In the 2013/14 season, Thomas became only the fifth player under 6'0" to average 20 points and six assists in NBA history. The next year, he moved to the Phoenix Suns and was plagued by injury, requiring surgery on his left wrist and then later injuring his ankle.
Again, questions were raised over his frame holding up at the highest level and he was traded to Boston for the rest of the season. True to form, Thomas bounced back immediately and finished second in voting for Sixth Man of the Year.
Finding stardom in Boston
The 2014/15 season saw Thomas make his mark on the league, playing the full 82 games and averaging 20 points and six assists per night for the Celtics. His stellar play saw him receive All-Star status for the first time, making him the shortest NBA All-Star in history and the lowest draft pick to play in the showpiece since the draft was reduced to two rounds.

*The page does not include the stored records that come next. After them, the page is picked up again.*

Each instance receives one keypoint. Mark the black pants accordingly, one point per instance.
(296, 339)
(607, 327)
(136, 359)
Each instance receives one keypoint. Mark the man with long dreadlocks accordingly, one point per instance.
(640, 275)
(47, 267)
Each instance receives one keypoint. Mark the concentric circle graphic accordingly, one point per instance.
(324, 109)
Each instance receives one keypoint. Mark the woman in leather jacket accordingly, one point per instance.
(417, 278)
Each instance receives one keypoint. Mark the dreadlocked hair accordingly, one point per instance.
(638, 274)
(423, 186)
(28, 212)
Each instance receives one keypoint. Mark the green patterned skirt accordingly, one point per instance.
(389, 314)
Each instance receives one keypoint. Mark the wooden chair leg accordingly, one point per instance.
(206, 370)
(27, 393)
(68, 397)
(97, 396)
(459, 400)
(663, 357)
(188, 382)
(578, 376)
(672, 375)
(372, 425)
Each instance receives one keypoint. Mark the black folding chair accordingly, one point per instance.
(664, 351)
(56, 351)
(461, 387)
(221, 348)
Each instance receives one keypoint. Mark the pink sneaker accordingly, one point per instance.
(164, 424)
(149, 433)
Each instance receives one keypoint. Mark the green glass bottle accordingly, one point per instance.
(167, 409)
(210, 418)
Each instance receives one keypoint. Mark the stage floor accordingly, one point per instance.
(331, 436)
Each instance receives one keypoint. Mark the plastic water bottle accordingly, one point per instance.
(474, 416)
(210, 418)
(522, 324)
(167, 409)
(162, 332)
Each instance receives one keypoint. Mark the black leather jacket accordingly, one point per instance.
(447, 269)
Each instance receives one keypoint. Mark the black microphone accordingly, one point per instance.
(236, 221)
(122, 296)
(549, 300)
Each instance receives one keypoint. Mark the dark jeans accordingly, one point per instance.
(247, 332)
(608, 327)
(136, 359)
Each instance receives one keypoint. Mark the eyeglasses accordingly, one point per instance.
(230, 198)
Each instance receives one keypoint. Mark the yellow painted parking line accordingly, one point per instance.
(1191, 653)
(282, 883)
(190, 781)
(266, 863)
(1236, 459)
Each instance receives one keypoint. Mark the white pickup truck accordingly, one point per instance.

It was even better in 2016/17. Thomas proved that he was entering his prime years and put the league on notice, averaging 29 points and six assists to lead Boston into the playoffs. Fans and analysts alike were left in awe at his countless fourth-quarter heroics, and he was once again an NBA All-Star. Thomas also made the All NBA 2nd team and finished fifth in MVP voting. The young Boston team looked to have a bright future with him at the helm, yet that all changed in the blink of an eye.
The Celtics brutally traded Thomas to the Cavs in exchange for a younger and bigger Kyrie Irving. Irving had put up worse stats than Thomas in more minutes during that season, yet the Celtics thought he was the better man for the job.
It was a move seemingly vindicated when Thomas' injury woes returned this year as he suffered a hip issue that saw him miss the first three months of the season. He struggled when he finally made his Cleveland debut, and those struggles coincided with the woeful form of the Cavs, who were losing their grip as the elite team in the Eastern Conference.
The Cleveland hierarchy was ruthless, ushering Thomas to the Lakers last week as the trade deadline neared.
Where's the respect?
There is no doubt that, when on form, Thomas is one of the league’s most devastating offensive weapons. While he leaves a lot to be desired on the defensive end, Thomas gets buckets and gets them easily.
In a game where every team is looking for someone to score 20 points a night and relieve the scoring burden, why has Thomas bounced around so much? The Cavaliers didn’t even wait for him to return to form after a serious injury before they used him as trade bait and sent him packing to Los Angeles. He has now played for five teams in seven seasons and seems destined to back up Lonzo Ball from the bench. Surely, he has proved that he deserves more?
Thomas has been incredibly unlucky, and picking up a few injuries has caused him to have lacklustre performances at bad times and be traded away. However, when the light shone the brightest last season in Boston, he stepped up to impress the world.
Can he bounce back once more?
Personally, I think Thomas is one the game’s most compelling players. He plays the game with a chip on his shoulder and wears his heart on his sleeve. He commands respect for his on-court achievements, but has received anything but from his last two employers. Thomas has been unlucky again to end up with the Lakers, who seem loyal to Ball remaining as their starter.
But there is hope. Thomas could use this season as he did previously in Phoenix and Boston, quickly rebuilding his reputation as a sixth man scorer and going into unrestricted free agency in the offseason. While the unlucky star is likely to get paid a lot less this summer than he would have if he had remained in Boston, he might finally be able to find a team that will treat him with the respect his game demands.